Vor allem aber stellt die Arbeit eine wichtige Orientierung für die Bestimmung und Charakterisierung von „Theophanietexten“ im Alten Testament – und somit auch für damit in Verbindung stehende Themen der Theologie des Alten Testaments – dar. Filitz bietet dazu nicht nur wichtige Kritikpunkte gegen frühere Darstellungen, die Theophanie im Rahmen einer Kulterfahrung, als Gattung oder mit problematischer Konzentration auf ein inhaltliches Element deuteten, sondern unterscheidet zwischen narrativen und poetischen Theophanietexten und bestimmt letztere als Motivkomplex, in dem JHWHs Herrschaft und Macht sich in dessen Ortsveränderung ausdrücken und zu dem die Motive Bewegung, Lichteffekte, Wetterphänomene, (Chaos-)Kampf und Kosmosreaktionen in unterschiedlichen Kombinationen je nach Funktion als konstituierende Elemente gehören (Kap. 5).

Damit erhellt die vorliegende Studie schließlich von der Interpretation von Hab 3 und seiner traditions- und religionsgeschichtlichen Hintergründe her mit der Königsherrschaft JHWHs, Aspekten der Gegenwart JHWHs, Heil, Tempeltheologie, Gewalt bzw.

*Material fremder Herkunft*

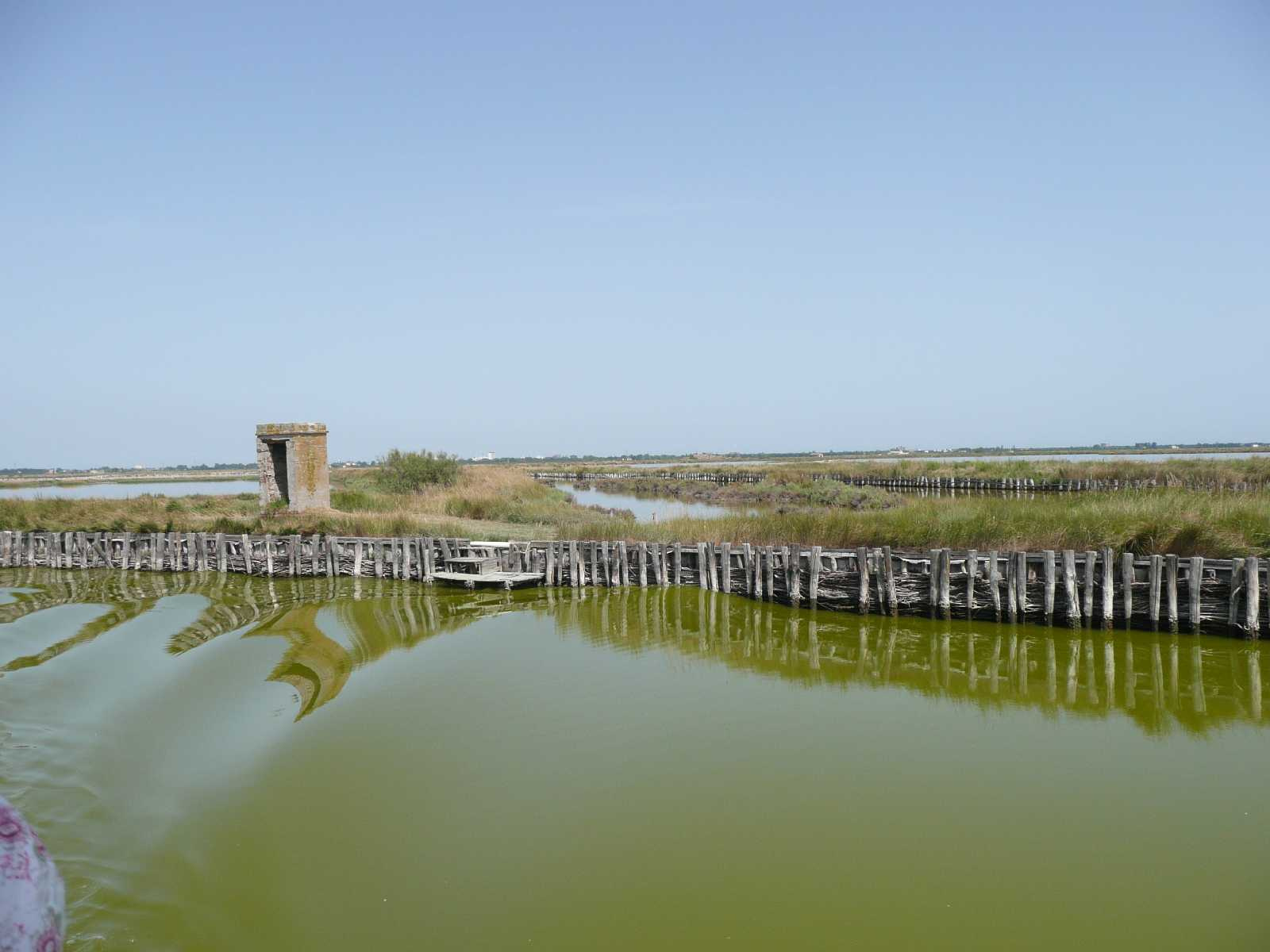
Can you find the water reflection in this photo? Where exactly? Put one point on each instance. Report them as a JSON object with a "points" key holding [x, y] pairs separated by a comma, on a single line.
{"points": [[332, 628]]}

Chaos-Kampf JHWHs etc. wichtige Themen alttestamentlicher Theologie.

Gerade weil die Studie so gründlich erarbeitet ist sowie viele Methoden, Texte und Kontexte berücksichtigt, regt sie auch zu Nachfragen an. Sicher weiterer Reflexion bedarf die Frage, wie angemessen die Unterscheidung zwischen narrativen und poetischen Theophanietexten ist, wenn in beiden vorkommende Motivkomplexe wohl das Entscheidende für ihre Identifikation sind.

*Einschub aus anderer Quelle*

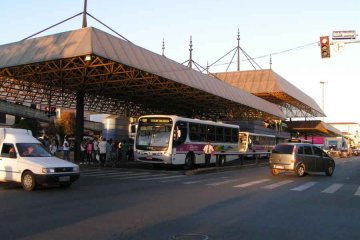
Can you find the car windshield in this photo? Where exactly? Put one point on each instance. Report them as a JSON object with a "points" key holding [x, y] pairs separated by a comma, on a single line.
{"points": [[32, 150], [283, 148]]}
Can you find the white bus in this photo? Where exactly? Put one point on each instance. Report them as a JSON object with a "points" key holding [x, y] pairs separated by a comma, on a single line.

Bedenkt man die zeitlich und räumlich weite Verbreitung sowohl des akītu-Festes als auch des Enuma Eliš in Mesopotamien, dass Filitz für einige Züge der Parallelen zwischen Hab 3 und akītu-Prozession eher auf die neuassyrischen Varianten zurückgreift (z. B. K 1356) als auf neubabylonische und die Rešef-Gottheit (Hab 3,5) eher im syrisch-phönizischen Raum von Bedeutung ist, ließe sich für das angenommene unabhängige Habakuklied auch an andere Entstehungsszenarien als im babylonischen Exil denken (Nordreich in neuassyrischer Zeit?).

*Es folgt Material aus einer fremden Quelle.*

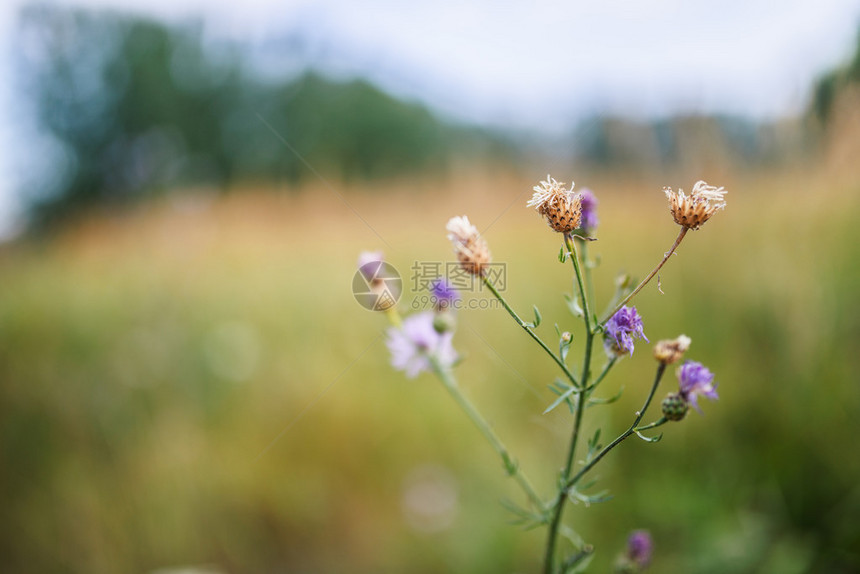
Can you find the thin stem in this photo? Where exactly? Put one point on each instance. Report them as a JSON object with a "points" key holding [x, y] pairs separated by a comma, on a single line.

Inwiefern überhaupt die Rekonstruktion eines ursprünglich unabhängigen Habakuk­liedes gelingen kann, mag angesichts weiterer wahrzunehmender terminologischer Verbindungen zwischen Hab 1–2 und Hab 3 sowie bei anderer methodischer Gewichtung (umfangreichere poetologische Analyse, differenzierte pragmatische bzw. sprechakt-theoretische Analyse) neu zu bewerten sein. Auf diesem Wege ließe sich schließlich sowohl umfangreicher als auch differenzierter die Funktion von Hab 3 im Zusammenhang der gesamten Habakukschrift bestimmen. Doch dahin wird man nicht an der vorliegenden Studie vorbei, sondern nur durch sie hindurch gelangen, deren Lektüre unbedingt zu empfehlen ist.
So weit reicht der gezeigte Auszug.